Und auch die Liste spektakulärer Drohnenabstürze wird immer länger. Mitte November etwa krachte eine Drohne im Münchner Olympiapark aus 180 Metern Höhe nur knapp neben einer Familie mit zwei Kindern zu Boden. Im Februar traf eine Drohne das Empire State Building in New York - auch hier gab es wie durch ein Wunder keine Verletzten.

Auch die Versicherungen haben Drohnen daher als neues Geschäftsfeld entdeckt. Bisher liegen die Schäden durch auf Auto- oder Glasdächer abgestürzte Drohnen nach Branchenangaben meist im vier- bis fünfstelligen Bereich. Doch ein Horrorszenario, wie es die BBC in einem Video arrangierte, lässt auch die Versicherer erstarren: Die Spielzeugdrohne eine kleinen Jungen gerät dabei am Hospital in den Heckrotor eines startenden Helikopters - mit verheerenden Folgen.

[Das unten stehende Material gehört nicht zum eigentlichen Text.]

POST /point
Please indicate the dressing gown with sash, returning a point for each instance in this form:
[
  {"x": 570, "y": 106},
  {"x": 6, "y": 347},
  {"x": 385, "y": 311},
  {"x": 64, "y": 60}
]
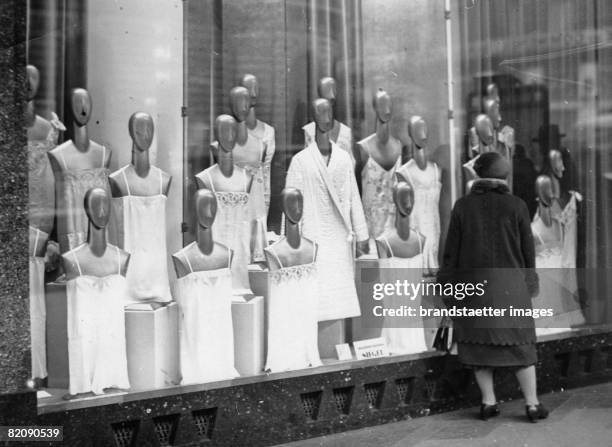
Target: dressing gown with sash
[{"x": 333, "y": 217}]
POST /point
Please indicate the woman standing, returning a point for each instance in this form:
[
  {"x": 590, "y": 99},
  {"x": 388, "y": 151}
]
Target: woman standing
[{"x": 490, "y": 242}]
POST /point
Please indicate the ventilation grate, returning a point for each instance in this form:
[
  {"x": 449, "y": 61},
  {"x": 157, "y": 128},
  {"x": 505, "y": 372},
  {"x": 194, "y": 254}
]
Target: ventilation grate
[
  {"x": 374, "y": 394},
  {"x": 125, "y": 433},
  {"x": 205, "y": 421},
  {"x": 586, "y": 360},
  {"x": 405, "y": 389},
  {"x": 165, "y": 429},
  {"x": 342, "y": 399},
  {"x": 311, "y": 403}
]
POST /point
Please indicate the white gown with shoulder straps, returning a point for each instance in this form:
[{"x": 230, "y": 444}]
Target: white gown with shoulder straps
[
  {"x": 138, "y": 225},
  {"x": 293, "y": 317},
  {"x": 410, "y": 337},
  {"x": 206, "y": 333},
  {"x": 96, "y": 331}
]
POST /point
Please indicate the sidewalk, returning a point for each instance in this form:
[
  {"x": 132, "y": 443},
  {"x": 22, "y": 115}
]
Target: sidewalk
[{"x": 580, "y": 417}]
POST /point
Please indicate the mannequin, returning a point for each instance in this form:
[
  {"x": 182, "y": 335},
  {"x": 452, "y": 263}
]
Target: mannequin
[
  {"x": 555, "y": 235},
  {"x": 292, "y": 296},
  {"x": 139, "y": 193},
  {"x": 401, "y": 252},
  {"x": 250, "y": 154},
  {"x": 340, "y": 134},
  {"x": 484, "y": 131},
  {"x": 261, "y": 131},
  {"x": 382, "y": 157},
  {"x": 424, "y": 176},
  {"x": 231, "y": 185},
  {"x": 96, "y": 290},
  {"x": 333, "y": 215},
  {"x": 204, "y": 254},
  {"x": 292, "y": 249},
  {"x": 504, "y": 138},
  {"x": 42, "y": 137},
  {"x": 78, "y": 165},
  {"x": 203, "y": 292}
]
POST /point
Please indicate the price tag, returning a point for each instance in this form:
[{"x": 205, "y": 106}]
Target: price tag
[
  {"x": 344, "y": 352},
  {"x": 371, "y": 348}
]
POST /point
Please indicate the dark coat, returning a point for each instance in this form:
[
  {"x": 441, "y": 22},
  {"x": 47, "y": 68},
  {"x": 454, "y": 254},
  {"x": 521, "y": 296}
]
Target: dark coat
[{"x": 489, "y": 240}]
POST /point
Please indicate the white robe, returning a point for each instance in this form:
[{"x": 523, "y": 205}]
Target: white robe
[{"x": 333, "y": 217}]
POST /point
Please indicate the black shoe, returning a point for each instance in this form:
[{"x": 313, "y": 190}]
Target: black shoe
[
  {"x": 488, "y": 411},
  {"x": 536, "y": 412}
]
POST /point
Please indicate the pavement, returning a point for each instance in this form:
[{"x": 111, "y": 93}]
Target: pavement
[{"x": 578, "y": 417}]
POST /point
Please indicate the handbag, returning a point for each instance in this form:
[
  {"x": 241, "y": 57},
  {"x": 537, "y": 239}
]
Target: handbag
[{"x": 443, "y": 341}]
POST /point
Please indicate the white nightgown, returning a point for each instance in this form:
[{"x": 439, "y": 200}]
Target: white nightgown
[
  {"x": 38, "y": 309},
  {"x": 232, "y": 228},
  {"x": 292, "y": 318},
  {"x": 410, "y": 337},
  {"x": 425, "y": 216},
  {"x": 96, "y": 331},
  {"x": 206, "y": 333},
  {"x": 138, "y": 225}
]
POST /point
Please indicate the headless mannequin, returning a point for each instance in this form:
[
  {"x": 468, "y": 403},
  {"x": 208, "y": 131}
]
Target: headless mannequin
[
  {"x": 93, "y": 257},
  {"x": 80, "y": 153},
  {"x": 293, "y": 249},
  {"x": 388, "y": 149},
  {"x": 324, "y": 121},
  {"x": 240, "y": 104},
  {"x": 205, "y": 254},
  {"x": 141, "y": 129},
  {"x": 225, "y": 178},
  {"x": 548, "y": 188},
  {"x": 404, "y": 241}
]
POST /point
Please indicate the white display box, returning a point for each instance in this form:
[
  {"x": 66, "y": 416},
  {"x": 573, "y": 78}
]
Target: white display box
[
  {"x": 152, "y": 346},
  {"x": 248, "y": 321}
]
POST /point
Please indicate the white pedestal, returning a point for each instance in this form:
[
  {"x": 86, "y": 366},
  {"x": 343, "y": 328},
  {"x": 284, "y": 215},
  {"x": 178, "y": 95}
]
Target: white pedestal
[
  {"x": 152, "y": 347},
  {"x": 248, "y": 320}
]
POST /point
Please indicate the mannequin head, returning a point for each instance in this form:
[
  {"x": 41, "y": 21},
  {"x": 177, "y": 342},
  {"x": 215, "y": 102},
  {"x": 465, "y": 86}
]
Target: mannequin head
[
  {"x": 324, "y": 117},
  {"x": 484, "y": 129},
  {"x": 492, "y": 111},
  {"x": 555, "y": 160},
  {"x": 403, "y": 197},
  {"x": 327, "y": 89},
  {"x": 492, "y": 165},
  {"x": 206, "y": 207},
  {"x": 417, "y": 129},
  {"x": 97, "y": 207},
  {"x": 544, "y": 187},
  {"x": 33, "y": 77},
  {"x": 249, "y": 82},
  {"x": 141, "y": 128},
  {"x": 240, "y": 103},
  {"x": 493, "y": 92},
  {"x": 382, "y": 105},
  {"x": 293, "y": 204},
  {"x": 81, "y": 106},
  {"x": 225, "y": 132}
]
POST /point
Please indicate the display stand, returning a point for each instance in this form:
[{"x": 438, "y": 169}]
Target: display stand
[
  {"x": 152, "y": 346},
  {"x": 248, "y": 321}
]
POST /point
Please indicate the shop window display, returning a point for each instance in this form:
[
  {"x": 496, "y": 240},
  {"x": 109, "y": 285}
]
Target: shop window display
[{"x": 248, "y": 176}]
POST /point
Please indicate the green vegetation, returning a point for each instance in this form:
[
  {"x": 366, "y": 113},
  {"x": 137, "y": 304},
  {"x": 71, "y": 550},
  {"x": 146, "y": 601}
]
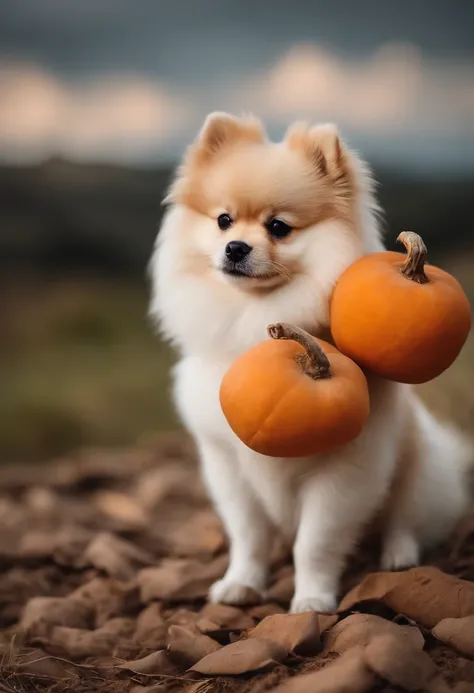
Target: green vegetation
[
  {"x": 80, "y": 366},
  {"x": 79, "y": 362}
]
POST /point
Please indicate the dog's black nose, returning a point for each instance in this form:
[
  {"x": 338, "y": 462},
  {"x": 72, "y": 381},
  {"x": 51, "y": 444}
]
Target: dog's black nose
[{"x": 237, "y": 250}]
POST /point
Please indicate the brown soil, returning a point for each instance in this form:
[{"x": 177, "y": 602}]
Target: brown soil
[{"x": 105, "y": 562}]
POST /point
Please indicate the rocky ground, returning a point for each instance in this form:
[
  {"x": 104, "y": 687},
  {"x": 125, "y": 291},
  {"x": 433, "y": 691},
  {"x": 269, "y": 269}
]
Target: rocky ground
[{"x": 105, "y": 561}]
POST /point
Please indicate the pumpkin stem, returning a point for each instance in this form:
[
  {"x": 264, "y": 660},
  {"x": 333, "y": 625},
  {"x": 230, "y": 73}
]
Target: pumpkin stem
[
  {"x": 414, "y": 266},
  {"x": 315, "y": 363}
]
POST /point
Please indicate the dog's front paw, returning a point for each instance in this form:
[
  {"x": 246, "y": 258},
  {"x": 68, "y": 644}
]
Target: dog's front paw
[
  {"x": 401, "y": 550},
  {"x": 230, "y": 592},
  {"x": 326, "y": 603}
]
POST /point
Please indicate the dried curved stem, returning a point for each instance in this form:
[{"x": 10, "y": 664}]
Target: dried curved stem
[
  {"x": 315, "y": 363},
  {"x": 414, "y": 266}
]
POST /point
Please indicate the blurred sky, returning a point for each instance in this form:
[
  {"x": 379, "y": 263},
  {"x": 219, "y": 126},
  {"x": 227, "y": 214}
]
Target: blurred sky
[{"x": 130, "y": 81}]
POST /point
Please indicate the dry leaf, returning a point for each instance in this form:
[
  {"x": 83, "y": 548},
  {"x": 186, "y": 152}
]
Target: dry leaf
[
  {"x": 121, "y": 507},
  {"x": 261, "y": 611},
  {"x": 457, "y": 633},
  {"x": 189, "y": 644},
  {"x": 77, "y": 644},
  {"x": 300, "y": 633},
  {"x": 37, "y": 663},
  {"x": 347, "y": 674},
  {"x": 154, "y": 663},
  {"x": 425, "y": 594},
  {"x": 179, "y": 579},
  {"x": 360, "y": 629},
  {"x": 182, "y": 617},
  {"x": 201, "y": 534},
  {"x": 151, "y": 627},
  {"x": 396, "y": 661},
  {"x": 59, "y": 611},
  {"x": 156, "y": 485},
  {"x": 226, "y": 616},
  {"x": 118, "y": 558},
  {"x": 107, "y": 597},
  {"x": 282, "y": 590},
  {"x": 241, "y": 657}
]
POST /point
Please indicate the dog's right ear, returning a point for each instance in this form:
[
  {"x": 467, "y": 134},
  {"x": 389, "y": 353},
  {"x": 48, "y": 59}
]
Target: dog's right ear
[{"x": 222, "y": 129}]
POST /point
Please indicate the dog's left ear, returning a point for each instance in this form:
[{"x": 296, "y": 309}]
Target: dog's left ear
[{"x": 321, "y": 144}]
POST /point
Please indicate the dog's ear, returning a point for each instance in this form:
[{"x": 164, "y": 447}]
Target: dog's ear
[
  {"x": 222, "y": 129},
  {"x": 321, "y": 144}
]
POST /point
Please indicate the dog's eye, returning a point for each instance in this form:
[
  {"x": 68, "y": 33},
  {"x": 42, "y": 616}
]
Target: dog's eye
[
  {"x": 224, "y": 221},
  {"x": 278, "y": 229}
]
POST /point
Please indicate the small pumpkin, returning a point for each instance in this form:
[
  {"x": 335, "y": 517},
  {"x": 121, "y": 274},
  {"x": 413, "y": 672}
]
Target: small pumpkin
[
  {"x": 294, "y": 395},
  {"x": 398, "y": 317}
]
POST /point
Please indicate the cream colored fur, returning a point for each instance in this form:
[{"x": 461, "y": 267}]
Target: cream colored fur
[{"x": 404, "y": 462}]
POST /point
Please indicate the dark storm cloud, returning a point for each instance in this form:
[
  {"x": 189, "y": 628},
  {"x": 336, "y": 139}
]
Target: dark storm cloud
[
  {"x": 194, "y": 41},
  {"x": 131, "y": 80}
]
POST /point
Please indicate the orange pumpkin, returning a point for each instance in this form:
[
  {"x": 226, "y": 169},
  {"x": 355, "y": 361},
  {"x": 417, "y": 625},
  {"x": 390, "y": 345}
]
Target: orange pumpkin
[
  {"x": 398, "y": 317},
  {"x": 295, "y": 397}
]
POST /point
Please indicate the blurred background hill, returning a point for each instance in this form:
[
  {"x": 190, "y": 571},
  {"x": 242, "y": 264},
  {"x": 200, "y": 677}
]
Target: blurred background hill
[{"x": 97, "y": 102}]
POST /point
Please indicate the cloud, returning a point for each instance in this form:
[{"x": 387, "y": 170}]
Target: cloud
[
  {"x": 393, "y": 90},
  {"x": 115, "y": 118},
  {"x": 395, "y": 105}
]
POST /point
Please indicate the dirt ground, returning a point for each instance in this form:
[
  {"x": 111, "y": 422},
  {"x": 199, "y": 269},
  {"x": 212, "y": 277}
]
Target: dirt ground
[{"x": 105, "y": 561}]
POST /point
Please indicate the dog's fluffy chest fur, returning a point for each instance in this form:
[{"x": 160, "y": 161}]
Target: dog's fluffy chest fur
[{"x": 213, "y": 309}]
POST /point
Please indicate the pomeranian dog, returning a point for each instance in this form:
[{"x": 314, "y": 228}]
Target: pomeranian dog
[{"x": 259, "y": 232}]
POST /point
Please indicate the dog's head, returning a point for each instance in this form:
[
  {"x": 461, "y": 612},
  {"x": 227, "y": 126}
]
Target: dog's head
[{"x": 255, "y": 208}]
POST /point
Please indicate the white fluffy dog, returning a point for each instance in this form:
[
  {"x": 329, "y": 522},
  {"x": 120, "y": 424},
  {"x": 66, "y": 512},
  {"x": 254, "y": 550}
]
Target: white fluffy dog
[{"x": 259, "y": 232}]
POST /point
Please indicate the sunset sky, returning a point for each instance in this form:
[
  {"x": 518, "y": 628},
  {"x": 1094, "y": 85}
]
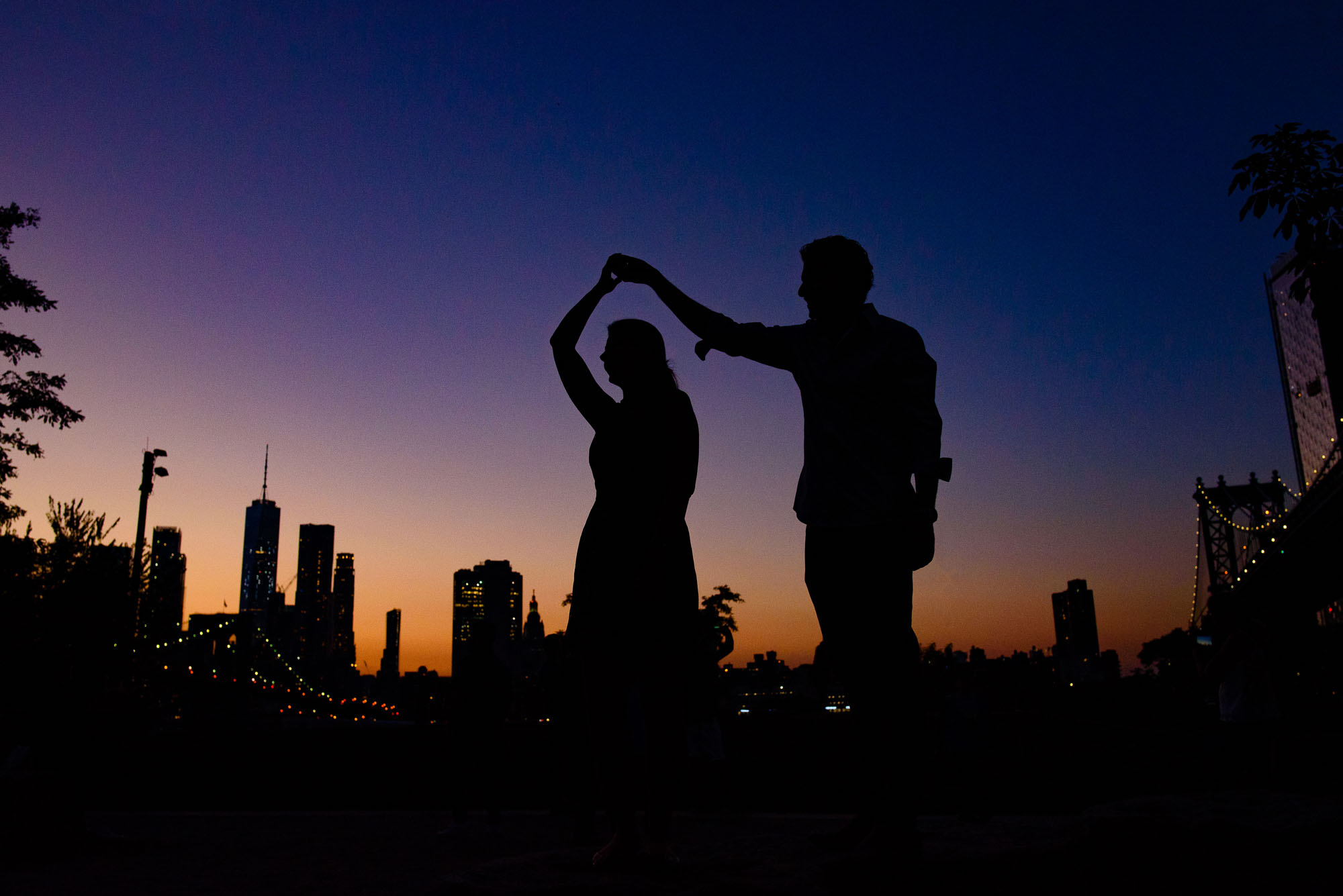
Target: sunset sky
[{"x": 349, "y": 234}]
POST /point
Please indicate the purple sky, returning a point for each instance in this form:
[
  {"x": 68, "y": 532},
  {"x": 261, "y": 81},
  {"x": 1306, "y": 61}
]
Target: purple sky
[{"x": 349, "y": 234}]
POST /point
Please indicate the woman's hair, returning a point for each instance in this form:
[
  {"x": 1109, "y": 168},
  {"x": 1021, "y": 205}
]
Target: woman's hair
[{"x": 648, "y": 348}]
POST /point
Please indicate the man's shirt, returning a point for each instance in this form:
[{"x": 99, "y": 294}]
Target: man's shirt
[{"x": 870, "y": 416}]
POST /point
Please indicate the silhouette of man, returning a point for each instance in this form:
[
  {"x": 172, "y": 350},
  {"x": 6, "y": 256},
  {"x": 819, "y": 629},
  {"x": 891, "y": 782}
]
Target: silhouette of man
[{"x": 870, "y": 426}]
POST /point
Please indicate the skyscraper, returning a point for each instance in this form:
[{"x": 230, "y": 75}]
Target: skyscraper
[
  {"x": 491, "y": 595},
  {"x": 391, "y": 668},
  {"x": 1078, "y": 643},
  {"x": 1310, "y": 407},
  {"x": 314, "y": 591},
  {"x": 261, "y": 550},
  {"x": 534, "y": 631},
  {"x": 160, "y": 607},
  {"x": 343, "y": 612}
]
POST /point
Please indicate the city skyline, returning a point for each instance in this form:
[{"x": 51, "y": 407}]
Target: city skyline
[{"x": 350, "y": 236}]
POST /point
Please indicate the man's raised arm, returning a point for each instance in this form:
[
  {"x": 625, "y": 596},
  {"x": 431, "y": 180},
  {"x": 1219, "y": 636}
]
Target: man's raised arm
[{"x": 712, "y": 328}]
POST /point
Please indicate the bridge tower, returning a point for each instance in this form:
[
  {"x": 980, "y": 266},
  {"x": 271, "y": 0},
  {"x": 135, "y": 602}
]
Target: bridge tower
[{"x": 1236, "y": 524}]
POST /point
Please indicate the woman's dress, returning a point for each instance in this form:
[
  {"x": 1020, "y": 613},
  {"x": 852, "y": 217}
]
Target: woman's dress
[{"x": 635, "y": 585}]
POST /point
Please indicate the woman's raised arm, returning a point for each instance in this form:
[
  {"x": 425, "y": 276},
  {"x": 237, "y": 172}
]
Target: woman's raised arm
[{"x": 586, "y": 395}]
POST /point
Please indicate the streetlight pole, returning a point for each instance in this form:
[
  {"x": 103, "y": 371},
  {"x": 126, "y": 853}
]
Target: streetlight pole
[{"x": 147, "y": 485}]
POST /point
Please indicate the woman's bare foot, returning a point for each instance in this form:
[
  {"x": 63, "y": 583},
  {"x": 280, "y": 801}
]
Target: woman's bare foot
[{"x": 617, "y": 851}]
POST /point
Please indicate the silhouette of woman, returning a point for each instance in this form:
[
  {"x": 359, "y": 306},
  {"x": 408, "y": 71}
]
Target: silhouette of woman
[{"x": 636, "y": 592}]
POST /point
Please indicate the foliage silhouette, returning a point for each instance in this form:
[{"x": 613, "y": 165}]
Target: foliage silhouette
[
  {"x": 24, "y": 397},
  {"x": 1299, "y": 173},
  {"x": 719, "y": 607}
]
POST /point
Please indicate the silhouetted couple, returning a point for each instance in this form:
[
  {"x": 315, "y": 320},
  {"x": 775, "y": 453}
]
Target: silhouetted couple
[{"x": 871, "y": 426}]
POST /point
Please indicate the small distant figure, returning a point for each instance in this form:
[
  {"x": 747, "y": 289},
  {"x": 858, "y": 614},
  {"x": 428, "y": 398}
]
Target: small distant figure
[
  {"x": 871, "y": 424},
  {"x": 636, "y": 592},
  {"x": 1240, "y": 658}
]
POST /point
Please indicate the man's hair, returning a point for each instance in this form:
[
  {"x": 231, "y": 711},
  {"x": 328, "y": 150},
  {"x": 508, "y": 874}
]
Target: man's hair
[{"x": 843, "y": 262}]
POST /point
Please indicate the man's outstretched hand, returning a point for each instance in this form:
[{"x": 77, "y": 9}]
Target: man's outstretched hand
[{"x": 633, "y": 270}]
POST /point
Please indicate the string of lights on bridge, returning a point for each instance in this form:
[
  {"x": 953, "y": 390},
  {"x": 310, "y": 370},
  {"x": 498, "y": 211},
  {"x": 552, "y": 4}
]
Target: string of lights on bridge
[{"x": 304, "y": 687}]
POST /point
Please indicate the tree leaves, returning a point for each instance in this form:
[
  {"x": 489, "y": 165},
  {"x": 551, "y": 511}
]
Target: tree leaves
[{"x": 32, "y": 396}]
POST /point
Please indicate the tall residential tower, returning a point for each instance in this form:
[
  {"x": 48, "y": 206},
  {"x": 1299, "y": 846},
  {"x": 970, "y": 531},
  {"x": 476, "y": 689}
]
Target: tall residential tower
[{"x": 487, "y": 603}]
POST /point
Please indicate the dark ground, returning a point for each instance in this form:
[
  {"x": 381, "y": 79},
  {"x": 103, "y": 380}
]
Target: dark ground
[
  {"x": 1154, "y": 844},
  {"x": 1098, "y": 797}
]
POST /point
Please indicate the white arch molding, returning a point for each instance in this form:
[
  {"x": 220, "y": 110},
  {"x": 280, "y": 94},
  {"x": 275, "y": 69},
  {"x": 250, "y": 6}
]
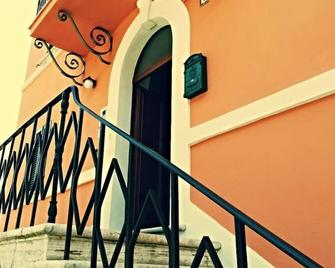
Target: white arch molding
[{"x": 153, "y": 15}]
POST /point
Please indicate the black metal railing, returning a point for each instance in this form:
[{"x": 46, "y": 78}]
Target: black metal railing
[
  {"x": 40, "y": 5},
  {"x": 16, "y": 161}
]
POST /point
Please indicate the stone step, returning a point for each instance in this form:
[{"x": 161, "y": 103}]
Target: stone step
[
  {"x": 86, "y": 264},
  {"x": 45, "y": 242}
]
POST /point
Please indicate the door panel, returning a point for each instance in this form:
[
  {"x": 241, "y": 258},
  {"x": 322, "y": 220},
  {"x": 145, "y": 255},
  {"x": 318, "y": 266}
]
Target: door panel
[{"x": 151, "y": 125}]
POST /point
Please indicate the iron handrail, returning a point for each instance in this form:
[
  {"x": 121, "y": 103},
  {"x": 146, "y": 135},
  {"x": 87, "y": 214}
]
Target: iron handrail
[
  {"x": 129, "y": 233},
  {"x": 238, "y": 214}
]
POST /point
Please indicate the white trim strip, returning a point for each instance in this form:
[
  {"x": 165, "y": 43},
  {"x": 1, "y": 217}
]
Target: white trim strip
[
  {"x": 45, "y": 62},
  {"x": 304, "y": 92}
]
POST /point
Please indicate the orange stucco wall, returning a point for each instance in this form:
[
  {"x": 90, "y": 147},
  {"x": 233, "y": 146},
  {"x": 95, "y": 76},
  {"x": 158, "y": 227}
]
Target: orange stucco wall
[
  {"x": 83, "y": 197},
  {"x": 257, "y": 48},
  {"x": 280, "y": 171}
]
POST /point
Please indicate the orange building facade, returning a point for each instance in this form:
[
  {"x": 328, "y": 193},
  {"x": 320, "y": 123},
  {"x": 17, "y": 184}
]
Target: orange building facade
[{"x": 261, "y": 136}]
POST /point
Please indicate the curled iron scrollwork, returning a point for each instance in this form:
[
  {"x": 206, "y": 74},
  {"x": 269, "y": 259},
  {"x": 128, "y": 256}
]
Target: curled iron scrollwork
[
  {"x": 100, "y": 37},
  {"x": 73, "y": 62}
]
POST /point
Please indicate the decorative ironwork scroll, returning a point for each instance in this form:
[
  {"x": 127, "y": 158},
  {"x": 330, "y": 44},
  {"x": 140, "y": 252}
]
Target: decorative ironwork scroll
[{"x": 100, "y": 37}]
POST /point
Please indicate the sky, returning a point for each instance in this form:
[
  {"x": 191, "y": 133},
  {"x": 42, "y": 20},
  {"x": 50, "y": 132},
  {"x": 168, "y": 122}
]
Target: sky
[{"x": 15, "y": 19}]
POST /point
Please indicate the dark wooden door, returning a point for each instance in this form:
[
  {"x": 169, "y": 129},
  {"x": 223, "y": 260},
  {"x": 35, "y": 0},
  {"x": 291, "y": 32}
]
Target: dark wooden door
[{"x": 151, "y": 125}]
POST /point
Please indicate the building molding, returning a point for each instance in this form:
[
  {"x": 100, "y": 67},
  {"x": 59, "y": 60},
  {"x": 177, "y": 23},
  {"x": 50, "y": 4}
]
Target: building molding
[
  {"x": 153, "y": 15},
  {"x": 309, "y": 90}
]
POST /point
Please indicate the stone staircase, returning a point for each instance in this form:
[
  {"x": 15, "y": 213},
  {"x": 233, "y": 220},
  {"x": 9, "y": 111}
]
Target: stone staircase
[{"x": 42, "y": 246}]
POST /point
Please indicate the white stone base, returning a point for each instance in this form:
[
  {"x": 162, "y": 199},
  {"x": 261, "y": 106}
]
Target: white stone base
[{"x": 43, "y": 246}]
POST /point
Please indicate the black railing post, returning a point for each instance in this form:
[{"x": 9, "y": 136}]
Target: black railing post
[
  {"x": 241, "y": 246},
  {"x": 174, "y": 255},
  {"x": 74, "y": 171},
  {"x": 97, "y": 191},
  {"x": 57, "y": 165}
]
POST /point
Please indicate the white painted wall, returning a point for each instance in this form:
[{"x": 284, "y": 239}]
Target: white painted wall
[{"x": 154, "y": 15}]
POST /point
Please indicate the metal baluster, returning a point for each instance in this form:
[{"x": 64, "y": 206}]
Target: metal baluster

An Vorschlägen für eine Begrenzung der Wildwest-Stimmung am Himmel mangelt es denn auch nicht. Die Deutsche Flugsicherung (DFS) etwa will Mobilfunk-Chips obligatorisch machen, die die Positionsdaten der unbemannten kleinen Flieger umgehend in die Flugsicherungssysteme einspeisen. Sie geht allein in Deutschland von inzwischen mehr als 400 000 Drohnen aus, die meisten davon in der Hand von Privatnutzern.